Unfortunately, this is where the praise ends, as the game I was playing was, simply put, boring.
The Order: 1886 seems to be just another shooter in the same vein as Gears of War: cover-based combat. Moving from one piece of cover to the next, popping out, shooting the enemy, moving on, and so on; this was essentially the entire playthrough. While I only had my hands on the game for about 12 minutes, I really wasn’t yearning for more in the end.
That’s not to say the game didn’t have it’s interesting elements. Far from it. The gameplay itself is what put me off. It’s simply more of the same we have seen from game developers. We heard about the Gears comparisons since the February showcase happened. I didn’t expect to basically know how to play the game once I picked up the Dualshock 4.
You play as Galahad, a tall, grim fellow who says things that are very un-Galahad like (such as “There is no God to save him” and so on). The scene opens up with you needing to make your way through an alley way (why for? Not sure, the demo didn’t say). With weapons such as a Thermite Rifle, which fires flares and uses Thermite bullets to ignite the area ablaze, and a simple pistol; Galahad is a machine gunning beast. The demo seemed to really want you to use the Thermite Rifle, though I found the pistol much more effective when taking out enemies.
As you’re fighting the enemy while they fire down upon you from the rooftops, one of your fellow Knights is hit by the enemy, and it’s your job to cover another NPC while he’s dragged to saftey. The game then prompted me to use the Thermite Rifle to set the inside of a building ablaze, which I did, and I went over to help drag my fellow to safety.

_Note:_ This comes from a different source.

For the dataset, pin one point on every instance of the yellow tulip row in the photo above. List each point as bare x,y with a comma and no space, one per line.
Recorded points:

I should point out that at no time during this demo did the game seem to skip, lose frames or even stutter slightly. The game ran as smooth as glass, keeping a perfect 1080p in the process. Again, visually speaking, The Order is striking.
But that’s it. That is the only part of this game to me that screams “next gen.” Otherwise, the combat is more of the same as what we are used to, which was, for me at least, extremely disappointing.
Ready at Dawn has a chance to really capture something special with this spin on the classic Arthurian legend. I really wanted to give this game a chance, and I likely still will do so, since a simple vertical slice isn’t really enough to write a game off. I have said that if this game is good, it would be what causes me to buy a PS4. If the rest of the game is the same style of gameplay we’ve witnessed in games past, I’ll likely wait.